Around the city, hurriedly assembled car wash stands dot the city’s side-walks, forcing residents off the pavements and eroding the wellbeing of the roads as huge amounts of water used by the car washmen deluge the paved roads, slowly but veraciously denuding their strength and producing cracks, and road unevenness. The pavements around Apo and other parts of the city have been turned into open air markets where building materials, including bags of cement, iron rods and paints are publicly sold on the walkways, to the chagrin of the residents.

Those who spoke to this paper said they had an under-the-table financial arrangement with operatives of Development Control, the agency of the Ministry of Federal Capital Territory responsible for infrastructural and physical development of the FCT.

“When they come, we give them between N1,000 and N1,500 every day and they will not disturb us,” a car washman alleged.

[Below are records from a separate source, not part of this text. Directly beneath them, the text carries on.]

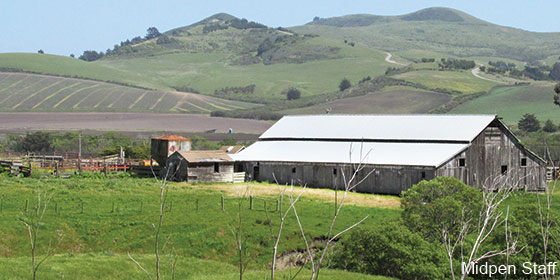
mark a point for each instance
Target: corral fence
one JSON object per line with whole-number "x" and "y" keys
{"x": 255, "y": 203}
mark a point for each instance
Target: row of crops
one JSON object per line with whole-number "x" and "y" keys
{"x": 29, "y": 92}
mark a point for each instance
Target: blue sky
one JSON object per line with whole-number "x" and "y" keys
{"x": 64, "y": 27}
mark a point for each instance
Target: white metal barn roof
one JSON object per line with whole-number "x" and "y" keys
{"x": 457, "y": 128}
{"x": 411, "y": 154}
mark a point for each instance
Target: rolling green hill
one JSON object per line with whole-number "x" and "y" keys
{"x": 242, "y": 61}
{"x": 441, "y": 30}
{"x": 513, "y": 102}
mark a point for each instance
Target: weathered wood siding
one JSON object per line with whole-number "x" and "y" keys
{"x": 204, "y": 172}
{"x": 487, "y": 156}
{"x": 382, "y": 180}
{"x": 200, "y": 172}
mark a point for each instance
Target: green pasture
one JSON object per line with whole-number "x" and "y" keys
{"x": 102, "y": 219}
{"x": 209, "y": 72}
{"x": 511, "y": 103}
{"x": 462, "y": 81}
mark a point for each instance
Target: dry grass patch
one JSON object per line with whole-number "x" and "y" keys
{"x": 326, "y": 195}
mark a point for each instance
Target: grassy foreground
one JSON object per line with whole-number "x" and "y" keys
{"x": 105, "y": 266}
{"x": 102, "y": 219}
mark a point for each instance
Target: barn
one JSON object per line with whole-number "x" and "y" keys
{"x": 397, "y": 151}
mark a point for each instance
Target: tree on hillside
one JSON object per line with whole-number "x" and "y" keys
{"x": 557, "y": 95}
{"x": 549, "y": 126}
{"x": 151, "y": 33}
{"x": 344, "y": 84}
{"x": 529, "y": 123}
{"x": 91, "y": 55}
{"x": 293, "y": 93}
{"x": 555, "y": 72}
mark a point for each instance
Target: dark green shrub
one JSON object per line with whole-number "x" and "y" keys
{"x": 391, "y": 250}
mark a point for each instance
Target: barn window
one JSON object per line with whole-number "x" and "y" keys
{"x": 239, "y": 168}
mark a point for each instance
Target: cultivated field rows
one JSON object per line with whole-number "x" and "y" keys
{"x": 30, "y": 92}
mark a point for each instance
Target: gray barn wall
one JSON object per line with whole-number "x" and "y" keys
{"x": 204, "y": 172}
{"x": 201, "y": 172}
{"x": 383, "y": 180}
{"x": 493, "y": 148}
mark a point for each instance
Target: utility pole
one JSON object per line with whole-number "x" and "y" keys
{"x": 80, "y": 153}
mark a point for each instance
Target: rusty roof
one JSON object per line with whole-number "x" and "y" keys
{"x": 205, "y": 156}
{"x": 172, "y": 137}
{"x": 232, "y": 149}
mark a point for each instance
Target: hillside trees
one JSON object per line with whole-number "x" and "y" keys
{"x": 555, "y": 72}
{"x": 549, "y": 126}
{"x": 452, "y": 63}
{"x": 152, "y": 33}
{"x": 529, "y": 123}
{"x": 293, "y": 93}
{"x": 91, "y": 55}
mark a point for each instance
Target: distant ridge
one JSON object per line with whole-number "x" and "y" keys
{"x": 428, "y": 14}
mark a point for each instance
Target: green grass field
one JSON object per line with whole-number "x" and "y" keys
{"x": 209, "y": 72}
{"x": 391, "y": 100}
{"x": 511, "y": 103}
{"x": 39, "y": 93}
{"x": 462, "y": 81}
{"x": 117, "y": 266}
{"x": 118, "y": 214}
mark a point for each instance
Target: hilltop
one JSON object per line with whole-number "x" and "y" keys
{"x": 387, "y": 59}
{"x": 441, "y": 30}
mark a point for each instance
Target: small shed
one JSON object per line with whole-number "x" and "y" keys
{"x": 232, "y": 149}
{"x": 201, "y": 166}
{"x": 163, "y": 146}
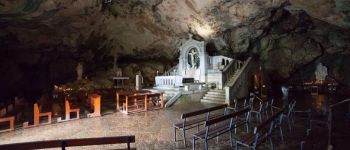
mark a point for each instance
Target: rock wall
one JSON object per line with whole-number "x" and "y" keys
{"x": 42, "y": 41}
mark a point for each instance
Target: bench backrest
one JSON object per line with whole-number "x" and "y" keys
{"x": 202, "y": 111}
{"x": 66, "y": 103}
{"x": 71, "y": 142}
{"x": 225, "y": 117}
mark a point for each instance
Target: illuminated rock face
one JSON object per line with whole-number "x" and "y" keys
{"x": 50, "y": 37}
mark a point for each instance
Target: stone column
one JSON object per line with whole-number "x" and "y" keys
{"x": 138, "y": 85}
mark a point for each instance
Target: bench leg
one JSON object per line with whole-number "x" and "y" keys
{"x": 281, "y": 132}
{"x": 205, "y": 144}
{"x": 231, "y": 139}
{"x": 247, "y": 126}
{"x": 271, "y": 142}
{"x": 184, "y": 137}
{"x": 194, "y": 143}
{"x": 290, "y": 127}
{"x": 174, "y": 134}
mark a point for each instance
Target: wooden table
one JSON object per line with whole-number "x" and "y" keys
{"x": 136, "y": 97}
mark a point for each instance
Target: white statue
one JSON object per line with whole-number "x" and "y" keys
{"x": 284, "y": 91}
{"x": 321, "y": 72}
{"x": 118, "y": 72}
{"x": 79, "y": 70}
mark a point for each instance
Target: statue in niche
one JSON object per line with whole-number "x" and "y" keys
{"x": 192, "y": 62}
{"x": 321, "y": 72}
{"x": 118, "y": 72}
{"x": 79, "y": 70}
{"x": 193, "y": 59}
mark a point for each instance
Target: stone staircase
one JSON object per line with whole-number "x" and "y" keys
{"x": 214, "y": 96}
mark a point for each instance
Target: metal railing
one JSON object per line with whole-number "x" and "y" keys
{"x": 331, "y": 107}
{"x": 71, "y": 142}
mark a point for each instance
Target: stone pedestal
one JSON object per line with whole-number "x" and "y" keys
{"x": 138, "y": 82}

The Development Control department of the Abuja Metropolitan Management Council performed at their best between 2003 and 2007 when Nasir El-Rufai drove them into exemplary performance. As El-Rufai left, the agency fell into its default position of bureaucratic lethargy, supplemented by field-based corruption, extortion and racketeering. Staff of the agency are well known for extorting monies from itinerant and street traders who are forced to part with a tidy part of their daily sales in order to be allowed to trade by roving bands of Development Control operatives.

Just as Abuja has become deplorable and neglected under the immediate past FCT administration, the satellite areas which are buffers for the city of Abuja are equally abandoned. In the second largest estate built by the federal government which is in Lugbe, the area has taken a form far from what it was conceived and structured to be. The estate is in dire need of a functional road network, as practically every part of its thoroughfare has become a system of bumps and holes. The same gloomy situation characterises all the satellite towns surrounding the city from where the critical mass that make and grace Abuja come from.

Residents are waiting to see if Wike’s time in Abuja would turn around its fortunes.